On est Français, sur le papier, dans sa tête et aux yeux des autres, ou on ne l’est pas. Tout le monde sait instinctivement ce qu’est être Français, qui ne l’est pas pleinement et pourquoi. Un débat sur l’identité nationale est moins nécessaire pour rappeler aux Français ce qu’ils sont que pour indiquer clairement à ceux qui ne le sont pas ou ne sont pas perçus comme tels (de leur propre aveu) comment le devenir, si tel est bien leur souhait.

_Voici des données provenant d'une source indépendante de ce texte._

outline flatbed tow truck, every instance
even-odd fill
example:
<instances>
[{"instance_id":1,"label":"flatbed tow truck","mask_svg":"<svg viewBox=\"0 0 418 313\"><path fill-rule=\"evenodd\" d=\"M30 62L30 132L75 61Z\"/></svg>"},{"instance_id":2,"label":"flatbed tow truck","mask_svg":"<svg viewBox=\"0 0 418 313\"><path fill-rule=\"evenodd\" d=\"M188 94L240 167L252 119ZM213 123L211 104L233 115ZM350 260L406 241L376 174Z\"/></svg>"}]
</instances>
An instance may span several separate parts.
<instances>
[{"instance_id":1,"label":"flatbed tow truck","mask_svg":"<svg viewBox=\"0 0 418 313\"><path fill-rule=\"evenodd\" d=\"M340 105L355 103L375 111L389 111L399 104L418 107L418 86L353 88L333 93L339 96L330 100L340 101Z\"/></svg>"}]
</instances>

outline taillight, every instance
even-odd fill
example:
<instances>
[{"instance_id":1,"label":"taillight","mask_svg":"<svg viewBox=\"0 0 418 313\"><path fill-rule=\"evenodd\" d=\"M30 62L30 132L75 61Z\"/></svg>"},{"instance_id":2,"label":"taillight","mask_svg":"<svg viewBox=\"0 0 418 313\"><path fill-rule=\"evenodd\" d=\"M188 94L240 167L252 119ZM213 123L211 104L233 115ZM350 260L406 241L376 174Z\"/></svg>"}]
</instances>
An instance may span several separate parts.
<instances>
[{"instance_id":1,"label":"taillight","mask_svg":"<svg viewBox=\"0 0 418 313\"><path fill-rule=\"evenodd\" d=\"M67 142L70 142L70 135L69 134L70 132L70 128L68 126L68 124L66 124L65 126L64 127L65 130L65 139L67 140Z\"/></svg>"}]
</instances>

Ce débat n’aura d’utilité publique que s’il débouche sur la conclusion suivante :

CONSEILS SIMPLES ET PRATIQUES AUX IMMIGRES ET LEURS DESCENDANTS
POUR DEVENIR FRANÇAIS OU ETRE CONSIDERE COMME TEL

1) Apprendre et parler systématiquement français, du moins en public et quel que soit l’interlocuteur,
2) Renoncer aux habits et attributs vestimentaires typiquement étrangers,
3) Donner à ses enfants des prénoms français ou en changer si l’on en porte un étranger,
4) Ne pas afficher individuellement ou collectivement sa religion.
La recette est vieille, simple et efficace. C’est celle qu’ont appliqué tous les immigrés d’origine européenne. C’est celle que doivent à plus forte raison appliquer collectivement les immigrés extra-européens. S’ils ne le font pas, s’ils sont incapables de le faire, toutes les lamentations, tous les discours démagogiques, toutes les lois « positives » en leur faveur et insultantes pour les Français ne changeront rien : ils ne seront jamais perçus par les Français comme des Français ou du moins comme des Français à part entière.

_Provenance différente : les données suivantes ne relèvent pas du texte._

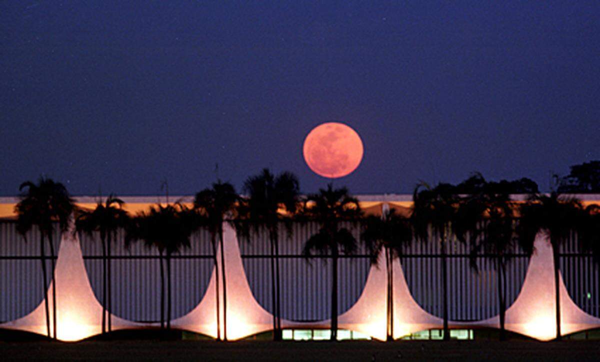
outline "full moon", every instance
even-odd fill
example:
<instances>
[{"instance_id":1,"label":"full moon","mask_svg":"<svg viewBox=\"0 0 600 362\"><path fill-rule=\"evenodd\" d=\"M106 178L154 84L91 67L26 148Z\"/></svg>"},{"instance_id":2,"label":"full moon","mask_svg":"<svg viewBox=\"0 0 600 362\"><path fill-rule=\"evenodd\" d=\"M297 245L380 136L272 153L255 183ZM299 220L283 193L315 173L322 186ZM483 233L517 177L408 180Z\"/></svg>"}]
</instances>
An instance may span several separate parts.
<instances>
[{"instance_id":1,"label":"full moon","mask_svg":"<svg viewBox=\"0 0 600 362\"><path fill-rule=\"evenodd\" d=\"M315 173L335 179L349 174L362 159L362 141L354 130L338 122L319 125L304 140L304 160Z\"/></svg>"}]
</instances>

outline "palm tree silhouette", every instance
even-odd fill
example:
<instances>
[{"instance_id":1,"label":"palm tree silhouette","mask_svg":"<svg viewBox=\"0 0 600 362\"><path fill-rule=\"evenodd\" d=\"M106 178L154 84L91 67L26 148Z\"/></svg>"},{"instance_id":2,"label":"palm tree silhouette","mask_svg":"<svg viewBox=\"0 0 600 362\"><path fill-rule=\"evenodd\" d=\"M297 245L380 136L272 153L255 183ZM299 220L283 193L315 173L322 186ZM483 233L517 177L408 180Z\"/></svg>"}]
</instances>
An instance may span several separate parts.
<instances>
[{"instance_id":1,"label":"palm tree silhouette","mask_svg":"<svg viewBox=\"0 0 600 362\"><path fill-rule=\"evenodd\" d=\"M434 188L424 182L417 185L413 193L411 221L416 239L427 242L431 236L440 242L442 259L442 285L443 303L444 340L450 339L448 328L448 244L453 235L452 221L456 218L458 196L455 187L440 183Z\"/></svg>"},{"instance_id":2,"label":"palm tree silhouette","mask_svg":"<svg viewBox=\"0 0 600 362\"><path fill-rule=\"evenodd\" d=\"M85 233L92 236L98 233L102 244L102 333L106 331L106 319L108 319L108 331L112 329L110 313L112 309L111 287L110 246L116 239L119 229L124 228L128 222L127 212L123 210L125 203L113 195L106 198L104 204L98 201L96 208L92 211L81 210L75 222L77 231Z\"/></svg>"},{"instance_id":3,"label":"palm tree silhouette","mask_svg":"<svg viewBox=\"0 0 600 362\"><path fill-rule=\"evenodd\" d=\"M351 197L348 189L334 189L329 183L327 189L320 189L318 194L308 195L304 213L309 220L319 222L320 228L304 245L302 254L307 258L313 253L331 255L332 285L331 288L331 340L337 339L338 329L338 259L340 249L344 254L354 254L356 239L344 227L343 221L358 221L362 215L358 200Z\"/></svg>"},{"instance_id":4,"label":"palm tree silhouette","mask_svg":"<svg viewBox=\"0 0 600 362\"><path fill-rule=\"evenodd\" d=\"M477 273L477 257L481 251L490 255L496 269L500 339L506 339L506 266L516 239L515 204L509 190L488 183L481 175L481 183L459 201L453 232L463 243L470 243L471 267Z\"/></svg>"},{"instance_id":5,"label":"palm tree silhouette","mask_svg":"<svg viewBox=\"0 0 600 362\"><path fill-rule=\"evenodd\" d=\"M171 327L171 257L182 248L190 247L190 237L194 226L185 215L185 210L179 204L151 207L148 212L142 212L134 218L128 228L125 243L143 240L148 248L158 251L160 264L160 326L164 327L165 284L167 299L167 329ZM163 263L164 262L164 263ZM163 266L166 266L166 267ZM166 283L165 272L166 269Z\"/></svg>"},{"instance_id":6,"label":"palm tree silhouette","mask_svg":"<svg viewBox=\"0 0 600 362\"><path fill-rule=\"evenodd\" d=\"M223 283L223 340L227 340L227 285L225 275L225 255L223 245L223 222L235 209L239 197L235 189L229 183L220 180L212 184L212 188L206 188L196 194L194 207L199 215L206 218L206 225L211 234L212 255L215 263L217 293L217 339L221 340L221 324L219 313L219 269L217 260L217 238L221 249L221 275ZM229 220L230 221L230 220Z\"/></svg>"},{"instance_id":7,"label":"palm tree silhouette","mask_svg":"<svg viewBox=\"0 0 600 362\"><path fill-rule=\"evenodd\" d=\"M410 221L397 214L394 209L381 217L374 215L365 219L361 239L371 255L371 263L376 265L383 251L387 271L386 330L388 340L394 340L394 269L392 262L403 254L404 248L412 242Z\"/></svg>"},{"instance_id":8,"label":"palm tree silhouette","mask_svg":"<svg viewBox=\"0 0 600 362\"><path fill-rule=\"evenodd\" d=\"M533 242L539 232L544 233L552 245L556 303L556 339L560 340L560 248L574 233L581 231L581 220L584 218L583 206L577 198L552 191L549 195L531 195L527 202L521 205L520 213L521 218L517 233L520 242L526 251L530 253L533 252Z\"/></svg>"},{"instance_id":9,"label":"palm tree silhouette","mask_svg":"<svg viewBox=\"0 0 600 362\"><path fill-rule=\"evenodd\" d=\"M26 191L24 189L27 189ZM67 188L60 182L55 182L52 179L43 176L37 184L31 181L23 182L19 186L21 191L20 201L15 206L18 215L17 230L24 238L33 227L40 230L40 260L41 261L42 277L43 279L44 300L46 306L46 323L48 337L50 335L50 309L48 303L48 291L46 289L47 273L46 269L46 252L44 240L48 240L50 246L50 260L52 272L54 273L55 252L52 234L54 222L58 221L61 230L67 230L69 218L73 212L73 200L69 195ZM26 241L26 239L25 239ZM52 283L52 330L53 338L56 338L56 283Z\"/></svg>"},{"instance_id":10,"label":"palm tree silhouette","mask_svg":"<svg viewBox=\"0 0 600 362\"><path fill-rule=\"evenodd\" d=\"M281 339L281 300L279 277L279 225L282 221L291 233L290 215L298 208L299 186L295 175L284 172L275 176L265 168L244 184L247 197L240 203L239 217L243 219L241 234L249 237L250 227L255 235L269 234L271 242L271 298L273 306L273 339ZM250 225L248 222L250 223Z\"/></svg>"}]
</instances>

A l’impossible nul n’est tenu. Qui peut considérer quelqu’un qui parle une langue étrangère, qui porte un prénom étranger, qui s’habille en étranger et qui s’affiche à tout bout de champ en étranger, qui peut le considérer autrement que comme un étranger. Il n’est pas question ici de la France. Ceci est vrai dans tout pays. A méditer.